(7b) Effect of Reaction Conditions and SO2 Exposure on Cu Speciation in SSZ-13 Zeolites

A molecular level understanding of the active sites in metal-exchanged zeolites, and their reaction condition-dependent speciation is critical for fine-tuning operating conditions and synthesis techniques for prolonging catalyst longevity and regenerability. This is especially significant for Cu-exchanged SSZ-13 zeolites (Cu/SSZ-13) used for selective catalytic reduction (SCR) of NO in diesel engines where SO₂ and SO₃ readily poison these materials, deteriorating their catalytic performance. While the effect of SO₂ on the predominant monatomic active sites in Cu/SSZ13, Cu²⁺ and [CuOH]⁺ has been explored, SO₂ poisoning on Cu dimers ([Cu₂O]²⁺ and [Cu₂O₂]²⁺) is unknown. While synthesis protocols dictate the extent of Cu dimers initially present in the zeolite, solvated [CuOH]⁺ at proximal Al exchange sites form Cu dimers and their protonated forms ([Cu₂O_xH_y]²⁺, x,y=1-2) on dehydration. Here, we employed computational tools (AIMD simulations, density functional theory calculations) to develop thermodynamic models for the reaction of SOx with dimeric Cu motifs as a function of Al-Al proximity in SSZ13, and the reaction environment.
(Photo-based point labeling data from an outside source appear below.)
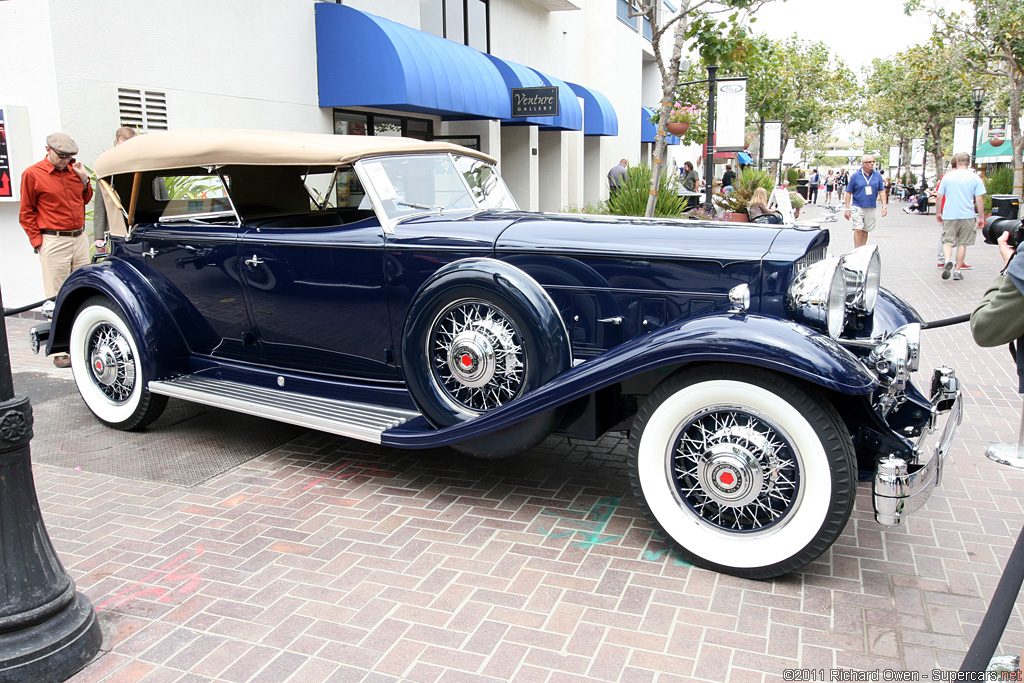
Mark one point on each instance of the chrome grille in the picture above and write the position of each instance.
(810, 258)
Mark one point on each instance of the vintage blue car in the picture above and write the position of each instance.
(389, 290)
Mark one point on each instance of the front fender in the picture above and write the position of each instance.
(778, 345)
(161, 346)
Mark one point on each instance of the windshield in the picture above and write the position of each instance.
(418, 183)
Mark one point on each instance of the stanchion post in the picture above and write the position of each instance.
(1010, 454)
(48, 631)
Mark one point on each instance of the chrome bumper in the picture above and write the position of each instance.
(901, 487)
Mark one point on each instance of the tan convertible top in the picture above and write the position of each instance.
(182, 148)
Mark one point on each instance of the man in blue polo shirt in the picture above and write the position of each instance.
(863, 190)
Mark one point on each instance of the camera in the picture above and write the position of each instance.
(1004, 219)
(996, 225)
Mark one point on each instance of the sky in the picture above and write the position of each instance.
(857, 31)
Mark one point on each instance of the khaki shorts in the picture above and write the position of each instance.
(960, 231)
(58, 257)
(863, 219)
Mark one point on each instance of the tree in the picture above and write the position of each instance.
(717, 29)
(993, 45)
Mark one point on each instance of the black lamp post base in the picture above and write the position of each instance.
(54, 649)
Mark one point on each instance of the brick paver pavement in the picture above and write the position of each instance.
(329, 559)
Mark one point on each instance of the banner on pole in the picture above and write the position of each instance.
(730, 115)
(963, 132)
(773, 139)
(916, 152)
(894, 160)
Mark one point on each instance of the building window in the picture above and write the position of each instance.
(357, 123)
(466, 22)
(623, 9)
(142, 110)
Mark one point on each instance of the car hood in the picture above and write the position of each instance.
(656, 238)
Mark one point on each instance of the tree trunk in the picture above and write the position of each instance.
(670, 81)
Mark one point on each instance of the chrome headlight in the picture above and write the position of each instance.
(862, 268)
(817, 297)
(897, 356)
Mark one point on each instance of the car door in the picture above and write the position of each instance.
(188, 236)
(315, 286)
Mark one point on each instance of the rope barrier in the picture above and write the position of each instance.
(15, 311)
(995, 619)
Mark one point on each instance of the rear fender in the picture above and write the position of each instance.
(161, 345)
(781, 346)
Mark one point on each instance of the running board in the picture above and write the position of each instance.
(361, 421)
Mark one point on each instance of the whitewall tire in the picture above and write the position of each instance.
(741, 470)
(105, 363)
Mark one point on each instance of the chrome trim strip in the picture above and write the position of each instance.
(358, 421)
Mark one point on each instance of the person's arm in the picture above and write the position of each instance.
(29, 215)
(999, 316)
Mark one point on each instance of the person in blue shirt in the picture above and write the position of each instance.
(961, 214)
(863, 191)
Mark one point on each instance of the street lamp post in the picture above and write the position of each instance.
(761, 140)
(977, 96)
(48, 630)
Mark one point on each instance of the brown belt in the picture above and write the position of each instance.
(64, 233)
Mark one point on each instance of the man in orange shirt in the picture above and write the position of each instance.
(54, 194)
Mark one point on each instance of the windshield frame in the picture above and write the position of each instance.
(388, 222)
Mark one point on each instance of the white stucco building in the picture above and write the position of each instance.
(371, 67)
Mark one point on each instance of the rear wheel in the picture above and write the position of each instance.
(105, 364)
(741, 470)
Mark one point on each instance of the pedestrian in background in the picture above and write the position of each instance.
(99, 224)
(616, 175)
(961, 212)
(863, 190)
(54, 194)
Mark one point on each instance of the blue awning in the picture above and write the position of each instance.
(367, 60)
(517, 76)
(598, 114)
(648, 130)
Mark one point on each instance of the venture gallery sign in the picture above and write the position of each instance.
(535, 101)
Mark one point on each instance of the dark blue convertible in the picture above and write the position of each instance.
(389, 290)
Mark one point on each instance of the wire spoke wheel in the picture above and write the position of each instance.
(108, 368)
(741, 470)
(734, 470)
(477, 356)
(112, 364)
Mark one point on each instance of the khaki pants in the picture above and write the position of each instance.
(58, 257)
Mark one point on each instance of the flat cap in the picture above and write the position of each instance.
(61, 142)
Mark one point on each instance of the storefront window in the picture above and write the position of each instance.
(354, 123)
(349, 124)
(464, 22)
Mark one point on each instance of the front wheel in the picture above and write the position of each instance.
(741, 470)
(105, 364)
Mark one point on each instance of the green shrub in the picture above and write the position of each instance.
(631, 200)
(598, 208)
(743, 187)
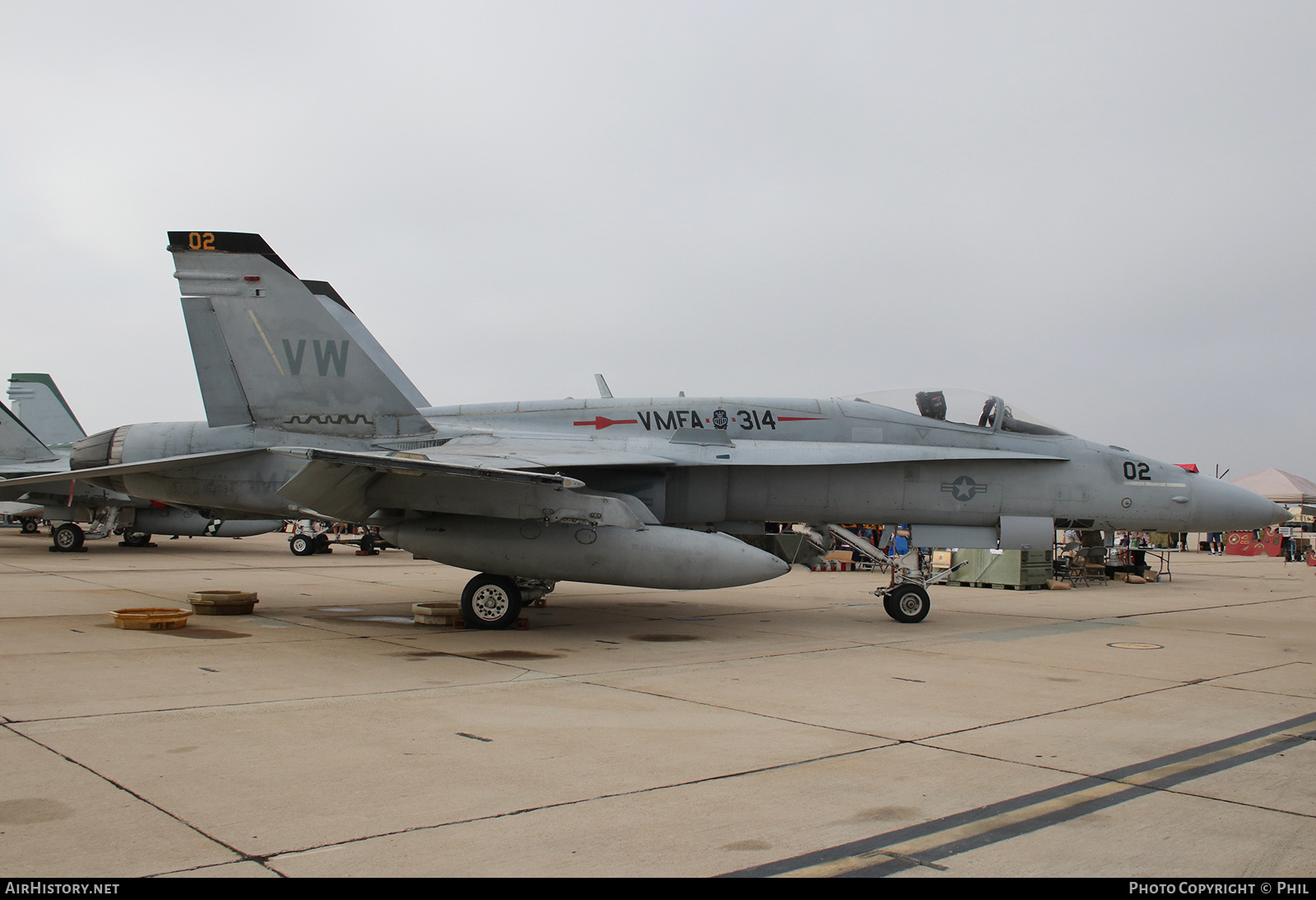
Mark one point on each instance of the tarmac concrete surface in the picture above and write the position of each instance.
(787, 728)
Our results demonstrate that unlike Cu²⁺ and [CuOH]⁺, dimeric Cu species at the identified Al-Al configurations exhibit strong binding to SO_x at a wide range of conditions. We observed desulfation at high temperatures (> 900 K), with variations seen across the Al-Al configurations. The most stable sulfated species for Cu dimers exchanged at Al pairs in the same eight-membered ring was found to be [Cu₂SO₄]⁺ while formation of [Cu₂HSO₄]⁺ was favorable at the oxygen-bridged sites. Moreover, interconversion of solvated ZCuOH to mono- and multinuclear Cu species was also strongly dependent on the proximity of Al-Al pairs and reaction conditions. Our thermodynamic phase diagrams indicate that at low temperatures, the presence of predominantly monatomic Cu inhibits SO_x poisoning; with an increase in temperature, formation of Cu dimers becomes thermodynamically favorable rendering SSZ-13 zeolites more susceptible to SO_x poisoning.